Hungary holds rates after June ‘turning point’
Finance minister says central bank was operating in “cyclops mode”
The Central Bank of Hungary (MNB) paused its easing campaign on August 27 after 10 consecutive interest rate cuts.
It left the corridor unchanged, with the key policy rate staying at 6.75%, after inflation rose to 4.1% in July. Its target rate of inflation is 3% in annual terms with a 1% tolerance band.
The MNB said in June that it had passed a “turning point” in its monetary policy, and that any future decisions would either be to hold rates or cut them by only 25 basis points.
The monetary council made its unanimous decision a week after finance minister Márton Nagy said the central bank should “open the money taps” in an interview with pro-government publication Index.
“They [the central bank] are in cyclops mode,” he said. “The central bank is only concerned with inflation.”

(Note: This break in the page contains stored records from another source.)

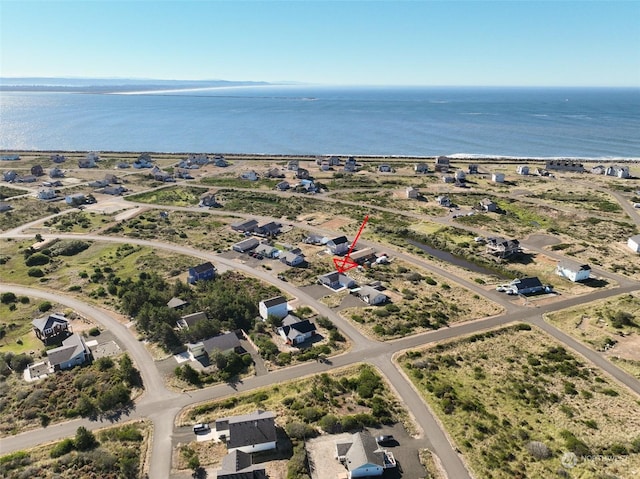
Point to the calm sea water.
(512, 122)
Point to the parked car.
(385, 439)
(201, 427)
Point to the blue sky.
(545, 43)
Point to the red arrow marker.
(346, 263)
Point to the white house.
(277, 307)
(634, 243)
(497, 177)
(573, 271)
(372, 296)
(339, 245)
(362, 456)
(72, 353)
(248, 433)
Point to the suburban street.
(162, 406)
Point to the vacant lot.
(514, 401)
(612, 326)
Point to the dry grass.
(498, 391)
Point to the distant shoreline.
(280, 157)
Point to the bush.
(62, 448)
(35, 272)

Nagy added that with the figure “hovering around 4%” it was already possible to “restart growth” and “lower inflation expectations and fears”.
He also criticised the increased capital requirements to which banks have been subject since the start of the year, which he said “tend to curb lending”.

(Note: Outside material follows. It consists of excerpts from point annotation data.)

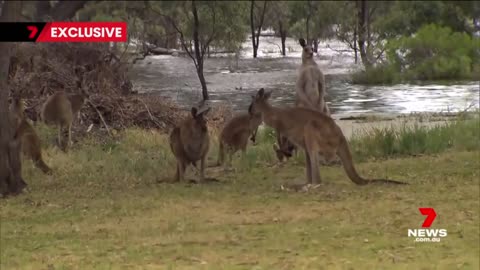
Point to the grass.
(460, 135)
(104, 209)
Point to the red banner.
(83, 32)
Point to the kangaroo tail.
(39, 163)
(347, 161)
(221, 153)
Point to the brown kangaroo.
(313, 131)
(60, 109)
(235, 134)
(310, 93)
(190, 142)
(29, 141)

However, the MNB’s survey of banks, released two days after the interview, indicated that lender sentiment was consistent in the first half of 2024, despite the increase in capital requirements.
Although the bank did not pivot in the way Nagy would have preferred it to, it agreed with his assessment of the economy, saying that its recovery had stalled in Q2.
“Compared to Q1, domestic economic performance fell by 0.2%, while GDP rose by 1.5% in annual terms,” the bank said on August 27. Construction and real estate transactions were the strongest contributors to annual growth, while “economic expansion was restrained by a decline in value added by industry”.
The MNB added that retail trade continued to grow in annual terms. Unemployment stood at 4.2% in July and although real wages continued to rise, consumer confidence remained stagnant in the first half of the year.
The bank said the rise in core inflation to 4.7% year on year in July reflected higher fuel and food prices. It said the monetary council was paying “special attention to pricing decisions in the market services sector” where disinflation continued to be slow.
The MNB is expecting inflation to fluctuate closer to the upper band in the coming months. It forecast that core inflation would rise to nearly 5% by the end of 2024 before falling.
Barnabás Virág, the bank’s vice-governor, said market expectations of two more 25bp cuts before the end of the year was still an “absolutely realistic” scenario. He said the MNB would make future decisions based on four factors: inflation figures, decisions by major central banks, consumer and business confidence, and risk assessments.
Virág hinted at the possibility of a September rate cut. He said that by then, more major central banks, including the US Federal Reserve, would have announced policy decisions, and that these influenced money flows in smaller economies, such as Hungary’s.